I'd like to first state that I am a die-hard Harry Potter fan, the kind that goes to book releases and movie premieres in costumes. My friend Brandi, on the other hand, takes it a step further. She recently went to  a Harry Potter convention called “Terminus”. As Brandi was telling me about the convention, she mentioned that some people had come dressed as characters from Twilight. It dawned on me that Twilight was quickly becoming the “New Harry Potter”. Naturally, I was intrigued.

When I asked Brandi if she'd read the Twilight series, she turned to me, gave me a dirty look, and said, “Oh, you're going to hate it. It's so poorly written. I could barely make it past the first few chapters.”

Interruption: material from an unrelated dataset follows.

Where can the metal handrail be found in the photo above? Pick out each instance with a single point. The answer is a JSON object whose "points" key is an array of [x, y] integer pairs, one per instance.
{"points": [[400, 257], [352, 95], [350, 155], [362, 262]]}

I knew that Brandi had to be exaggerating a bit. So I began asking other friends and acquaintances whether the book was worth reading. The reactions were split down the middle: some loved (really loved) the series, while others had a reaction similar to Brandi's.

I decided to start at the beginning, and find out myself.

I can certainly see where people would get the idea that Twilight is poorly written. The first few chapters move extremely slow, so now I know not to trust opinions of people who haven't made it up to chapter 6, where we find out a very important detail about Mr. Cullen.

Moreover, the book is full of melodrama. I get it, Meyers. Edward's a vampire. Ergo, there's going to be an element of danger present. I don't see the need to use such phrases as, “This decision was ridiculously easy to live with. Dangerously easy” (140). I can hear the “bum bum bum” in my head.

Remember in middle and high school when your English teacher would praise you for using flowery, descriptive language. Stephanie Meyers has not forgotten this rule, for the book is full of eye-roll inducing sentences that continually describe Edward's physical appearance, like “His beauty stunned my mind.-it was too much,an excess I couldn't grow accustomed to”(281). I still can't figure out the audience that Meyers was writing to. Sometimes, Twilight felt like a adolescent/high school problems book, at other times an adult romance novel. I guess maybe she was trying to draw both audiences.

Despite the literary critics in me, I liked it. Edward's “perfection” (481) was no match for the terrible writing an juvenile descriptive techniques.

I'm almost ashamed to say that I liked Twilight.